Conservatives believe freedom works best alongside discipline. Discipline says hard things out loud. If your lifestyle requires a substance to take the edge off every day, that is not wellness. That is dependency with good PR. If your movement needs to redefine sober so it can include getting high, that is not clarity. That is drift.
Call me old fashioned, but sobriety used to mean clear eyes and a clear head. If alcohol is a problem, say no to alcohol. If pot and psychedelics are medicine, they belong in the medical lane with guardrails, not in a lifestyle trend built on vibes and ad campaigns. And please spare our kids the mixed messages. When adults brand mind-altering chemicals as part of a “sober” identity, teenagers hear harmless. The experts quoted in the story warn that young brains are still developing. They are right. Colorado already struggles with youth mental health. We do not need to blur signals.
There is also a spiritual hole we do not like to name. Colorado has more boutique belief systems than ski runs, yet God’s presence in daily life feels smaller. People are restless. Substances rush in to fill the gap. The result is a counterfeit peace that fades when the dose does. Communities that prosper do not float from high to high. They root themselves in purpose, family, faith, work, and service. That is the wellness we need.
So here is my bottom line. Adults, be free, but be honest. Do not launder intoxication through wellness jargon. Do not sell kids on the idea that mood management comes in a gummy. And do not confuse acceptance with virtue. Acceptance without standards is a slow surrender. Colorado can do better. Less self-medication. More meaning. Less marketing. More responsibility. Maybe even more churches full on Sunday and fewer lounges full on Friday. That is not judgment.

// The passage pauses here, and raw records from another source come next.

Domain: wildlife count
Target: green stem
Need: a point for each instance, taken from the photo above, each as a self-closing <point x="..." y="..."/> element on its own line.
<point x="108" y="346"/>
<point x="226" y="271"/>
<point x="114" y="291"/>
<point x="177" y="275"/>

That is a hand up out of a cultural rut we keep calling progress.
If you want a plan, try this. First, put youth health first with clear messaging that sober means sober. Second, keep psychedelics in tightly controlled medical settings, not lifestyle branding. Third, stop subsidizing the vibe economy with policy choices that ignore consequences. Fourth, revive the basics that actually heal hearts and neighborhoods. Family. Faith. Work. Service. Purpose. Harder? Yes. Better? Absolutely.